Experimental evaluation of temperature increase and associated detection sensitivity in shot noise-limited photothermal microscopy

Abstract

Abstract Photothermal microscopy is useful for visualizing non-fluorescent chromophores in a light-scattering medium. However, it remains a major challenge to enhance sensitivity while reducing thermal damage to samples, particularly for biological tissues. In this study, a highly sensitive laser scanning photothermal microscope was constructed by implementing a low-noise balanced photodetector into a spatially segmented balanced detection which was proposed and demonstrated to be useful for high sensitivity detection in our previous studies.
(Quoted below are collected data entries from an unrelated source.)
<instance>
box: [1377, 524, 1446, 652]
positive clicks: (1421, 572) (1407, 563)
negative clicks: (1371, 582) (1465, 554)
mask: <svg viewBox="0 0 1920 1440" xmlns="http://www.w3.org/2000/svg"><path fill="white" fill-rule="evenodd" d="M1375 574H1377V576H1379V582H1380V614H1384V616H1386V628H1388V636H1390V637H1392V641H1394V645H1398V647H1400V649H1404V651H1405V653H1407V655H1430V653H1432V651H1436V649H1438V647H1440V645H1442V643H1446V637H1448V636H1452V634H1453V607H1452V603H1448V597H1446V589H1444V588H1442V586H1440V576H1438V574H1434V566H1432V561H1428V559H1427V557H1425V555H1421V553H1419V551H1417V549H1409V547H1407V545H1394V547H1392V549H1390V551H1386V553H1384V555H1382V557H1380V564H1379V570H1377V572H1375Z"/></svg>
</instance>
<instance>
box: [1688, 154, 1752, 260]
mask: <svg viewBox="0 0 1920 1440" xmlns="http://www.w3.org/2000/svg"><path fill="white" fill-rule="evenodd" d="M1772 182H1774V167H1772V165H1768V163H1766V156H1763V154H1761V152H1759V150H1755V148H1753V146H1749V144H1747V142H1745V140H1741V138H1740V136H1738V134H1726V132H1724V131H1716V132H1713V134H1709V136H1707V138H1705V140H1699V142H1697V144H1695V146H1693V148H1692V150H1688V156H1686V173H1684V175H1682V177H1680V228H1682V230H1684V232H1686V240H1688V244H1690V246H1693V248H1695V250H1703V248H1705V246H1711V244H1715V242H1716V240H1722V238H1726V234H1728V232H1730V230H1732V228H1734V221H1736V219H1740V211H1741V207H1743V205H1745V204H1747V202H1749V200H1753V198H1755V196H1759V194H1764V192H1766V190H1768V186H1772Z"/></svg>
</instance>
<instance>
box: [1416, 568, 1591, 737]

We confirmed that the noise level was only 1.05-fold greater than the shot noise. Temperature increase and the detection sensitivity for this parameter were evaluated by observing the motion of individual 20-nm-sized gold nanoparticles embedded in agarose gel in response to incident light at varied intensities. We found that the nanoparticles remained trapped in the gel structure at a low pump power and it exhibits random motion as increase in the pump power because local temperature of agarose gel around the nanoparticle reached the melting point of 338 K. The peak SNR is 290 at about the melting point with an integration time of 10 μ s per pixel. On an assumption that the SNR is proportional to the temperature increase, the estimated limit of detection of a temperature increase at the nanoparticle surface, which is defined as the ratio of temperature increase to the SNR, ranges from 0.1 to 0.2 K. Additionally, findings from single carbon nanotube imaging suggest that a larger or longer light absorber would improve the trade-off relationship between the signal-to-noise ratio and temperature increase.